Das kleinste Bad in unserem Vergleich liegt am Aareufer im Lorraine-Quartier. Gut 1000 Besucher sind hier anzutreffen. Der Eintritt ist frei, die Ausstattung – der Vergleich mit anderen Bädern zeigt es – spartanisch. Wasserrutsche: nicht vorhanden. Sprungbrett: keines. Volleyballfeld: Fehlanzeige. Und dennoch hat das Quartierbad einiges zu bieten. So sind etwa alle Becken ohne Wasseraufbereitungsanlage versehen und damit chlorfrei. Das beinahe familiäre Ambiente und die sonnige Lage sind weitere Gründe für die Wahl des Lorrainebades. Ausserdem fliesst die Aare an dieser Stelle langsam und ist damit auch für “Aare-Neulinge” geeignet. Der steile Aufstieg vom Bad ins Quartier führt jedoch nicht selten dazu, dass der Abschied lange hinausgezögert wird.

 

Trotz, oder gerade wegen des Fehlens jeglichen Luxus: Für einen “Feierabend-Schwumm” oder ein Erholen fernab des gewohnten Trubels ist das Lorraine-Bad allemal einen Besuch wert.

 

Der Renner – das Freibad Marzili

Das Marzili ist zweifellos das beliebteste und meistbesuchte Freibad Berns. An Spitzentagen sorgen bis zu sieben Bademeister für die Sicherheit der über 10’000 Besucher. Allerdings haben die zentrale Lage und der freie Eintritt zur Folge, dass einem zeitweilen Hören und Sehen vergeht vor Badetüchern und Sonnenschirmen. Würde die Aare nicht fliessen, wäre sie wohl bald ebenso warm wie die Schwimmbecken. Und dennoch: Das Marzili gefällt. Gerade weil die Aare, ohne Frage der Publikumsmagnet schlechthin, eben fliesst. Ferner wird unter der Monbijoubrücke erstklassiges Beachvolleyball gespielt, die weiträumigen Liegewiesen laden zu geselligem Verweilen ein.

 

Die Aare ist nirgendwo so schön wie im Marzili. Dieses Bad sollte man sich auf keinen Fall entgehen lassen.

 

Der alte Weyer im Westen – das Freibad Weyermannshaus

Entstanden ist das Schwimmbad aus einem Teich. Das “Weyerli” ist aufgrund seiner Lage im Westen Berns vor allem bei der Bevölkerung von Bümpliz/Bethlehem und der Länggasse beliebt. Bis zu 10’000 Besucher geniessen an sonnigen Tagen den Badespass zum Nulltarif, 4000-5000 sind es im Durchschnitt. Acht Aufsichtspersonen stehen im Einsatz, um das grosse Becken im Auge zu behalten.
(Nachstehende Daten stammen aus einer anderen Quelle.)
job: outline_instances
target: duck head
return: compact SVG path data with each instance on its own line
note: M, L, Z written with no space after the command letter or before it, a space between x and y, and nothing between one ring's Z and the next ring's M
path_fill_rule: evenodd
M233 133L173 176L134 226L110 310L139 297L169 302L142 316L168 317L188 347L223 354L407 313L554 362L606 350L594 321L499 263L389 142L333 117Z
Kleiner Wermutstropfen: Da das Badewasser zusätzlich mit Grundwasser ergänzt wird, ist die Wassertemperatur etwas kühler als in anderen Berner Freibädern. Das Bad bietet jedoch weiträumige und sehr sonnige Liegewiesen zum Aufwärmen. Auch für ein Fussballfeld und einen Sandplatz zum Beachvolleyball spielen ist gesorgt.

 

Die eingehenden Untersuchungen haben jedoch gezeigt: Das Wasser ist in allen Berner Freibädern gleich nass.